Now in the boxes shown, enter the 2 numbers from above (you will only need to enter the 1234 part of the BE1234 number as the BE is already filled in for you, but the full 8 digit W1234567 number must go into the second line) then enter a valid email address and then the system will search. You will only then proceed to pay IF they have a code on record for this combination, but to be fair it looks like a cracking database, very comprehensive. Once it has found a code it will ask you to confirm this is your serial number before continuing to payment, so this is last chance saloon, check the number carefully before continuing - it will give the number in the full 14 digit form here, as you saw it on the side of the unit.
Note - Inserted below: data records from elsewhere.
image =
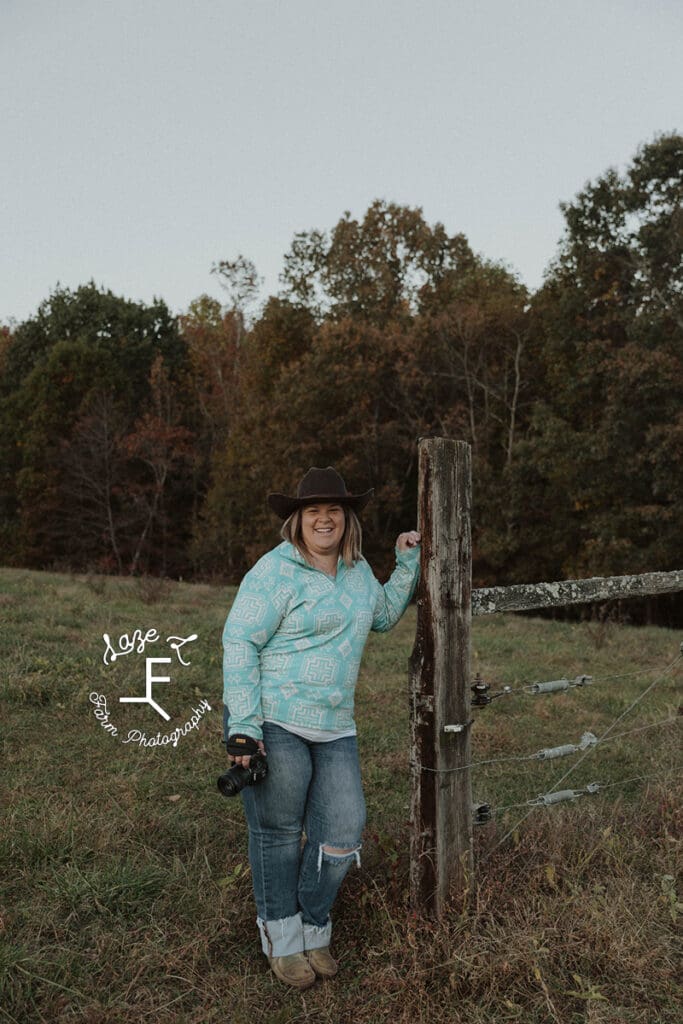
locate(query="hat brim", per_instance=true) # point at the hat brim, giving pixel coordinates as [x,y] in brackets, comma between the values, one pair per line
[284,505]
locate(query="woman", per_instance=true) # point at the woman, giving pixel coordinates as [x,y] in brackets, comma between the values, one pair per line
[293,642]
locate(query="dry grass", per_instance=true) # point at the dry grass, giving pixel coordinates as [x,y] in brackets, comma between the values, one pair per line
[125,882]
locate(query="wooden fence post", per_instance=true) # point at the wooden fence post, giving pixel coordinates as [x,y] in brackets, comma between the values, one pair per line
[441,861]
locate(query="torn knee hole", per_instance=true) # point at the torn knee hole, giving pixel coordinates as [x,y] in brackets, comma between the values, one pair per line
[338,855]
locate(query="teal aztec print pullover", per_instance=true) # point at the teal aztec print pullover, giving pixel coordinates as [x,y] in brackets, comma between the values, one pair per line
[294,638]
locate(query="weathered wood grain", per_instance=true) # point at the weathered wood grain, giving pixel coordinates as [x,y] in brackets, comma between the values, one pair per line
[441,806]
[525,597]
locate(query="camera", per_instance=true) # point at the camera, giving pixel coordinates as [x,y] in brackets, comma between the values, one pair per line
[231,782]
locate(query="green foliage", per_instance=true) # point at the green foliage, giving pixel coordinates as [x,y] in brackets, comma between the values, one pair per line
[130,441]
[125,890]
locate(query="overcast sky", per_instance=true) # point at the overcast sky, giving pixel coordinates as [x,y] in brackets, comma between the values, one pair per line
[144,139]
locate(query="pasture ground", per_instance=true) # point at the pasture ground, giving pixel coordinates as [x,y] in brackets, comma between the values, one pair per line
[125,886]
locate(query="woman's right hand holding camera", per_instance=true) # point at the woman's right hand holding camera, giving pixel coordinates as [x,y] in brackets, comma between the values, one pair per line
[245,759]
[241,749]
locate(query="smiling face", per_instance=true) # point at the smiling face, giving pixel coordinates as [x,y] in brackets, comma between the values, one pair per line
[323,527]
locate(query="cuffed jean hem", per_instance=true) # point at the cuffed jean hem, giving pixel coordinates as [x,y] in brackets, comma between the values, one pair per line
[316,938]
[282,937]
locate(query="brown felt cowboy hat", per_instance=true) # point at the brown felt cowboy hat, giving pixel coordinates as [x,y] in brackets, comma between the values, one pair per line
[318,485]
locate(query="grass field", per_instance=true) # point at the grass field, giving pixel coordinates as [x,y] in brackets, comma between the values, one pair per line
[125,882]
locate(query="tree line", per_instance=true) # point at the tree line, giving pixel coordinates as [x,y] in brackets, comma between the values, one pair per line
[135,441]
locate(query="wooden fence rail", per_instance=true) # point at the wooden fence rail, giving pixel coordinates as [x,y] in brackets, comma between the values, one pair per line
[441,849]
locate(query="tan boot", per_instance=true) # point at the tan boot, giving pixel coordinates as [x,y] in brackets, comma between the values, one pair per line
[323,964]
[293,970]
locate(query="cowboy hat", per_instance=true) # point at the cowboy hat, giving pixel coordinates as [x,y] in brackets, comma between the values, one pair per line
[318,485]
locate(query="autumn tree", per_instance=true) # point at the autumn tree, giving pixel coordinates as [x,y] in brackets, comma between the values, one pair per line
[606,434]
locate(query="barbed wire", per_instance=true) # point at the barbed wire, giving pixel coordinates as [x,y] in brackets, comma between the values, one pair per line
[529,687]
[543,754]
[590,790]
[586,753]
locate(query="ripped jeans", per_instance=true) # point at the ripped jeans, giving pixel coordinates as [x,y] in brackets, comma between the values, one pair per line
[314,788]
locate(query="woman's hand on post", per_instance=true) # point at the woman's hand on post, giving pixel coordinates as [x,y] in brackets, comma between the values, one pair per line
[244,760]
[409,540]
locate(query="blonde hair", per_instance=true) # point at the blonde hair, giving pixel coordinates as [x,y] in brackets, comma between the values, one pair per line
[351,542]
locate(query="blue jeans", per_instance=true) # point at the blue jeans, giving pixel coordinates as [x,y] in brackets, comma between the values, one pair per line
[314,788]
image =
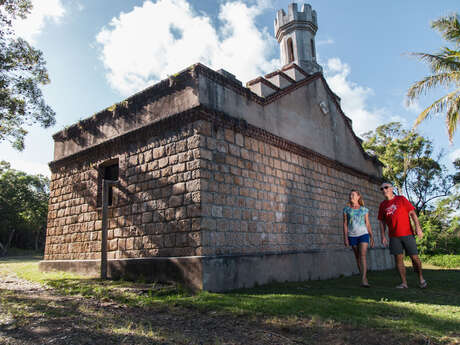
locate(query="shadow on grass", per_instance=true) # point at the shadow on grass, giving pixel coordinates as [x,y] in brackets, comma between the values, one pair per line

Bearing in mind my car is one of the first 166's (98 plate) and they had my code, I think this will work for us all! Once you have made payment (paypal works well, but nochex will also work for credit cards if you don't have a payal account) you will be given your code, and mailed it too. You want the 4 digit one at the top of the list. Make a note of this, keep it safe. Also make a note of the websites reference number for your transaction - if you need a refund you will have to have this.


Refit the ICS - when you push it in you will feel the 2 tabs click in to lock it in place (remember to reconnect the 2 cables to the ICS and the 2 cables to the lower trim panel, which will also click in once locked), the side U panel, and the lower panel. The only troubles I found on re-assembly were:

1) The chrome trim stip from the bottom of the ICS - if yours popped off like mine did. Refit this once the ICS and the black plastic U shaped surround with the 4 screws are back together. Then make sure the strip is straight (gets bent easily!) and then position it so that the longer of the 2 tabs on each of the 6 poking out tabs is on the bottom, the short tab is on the top, then put the long tabs into the slots in the ICS bottom and click home. You will know it's right as it sits in flush and clean. Again, don't force. It doesn't need it. If you are forcing it then you are doing something wrong.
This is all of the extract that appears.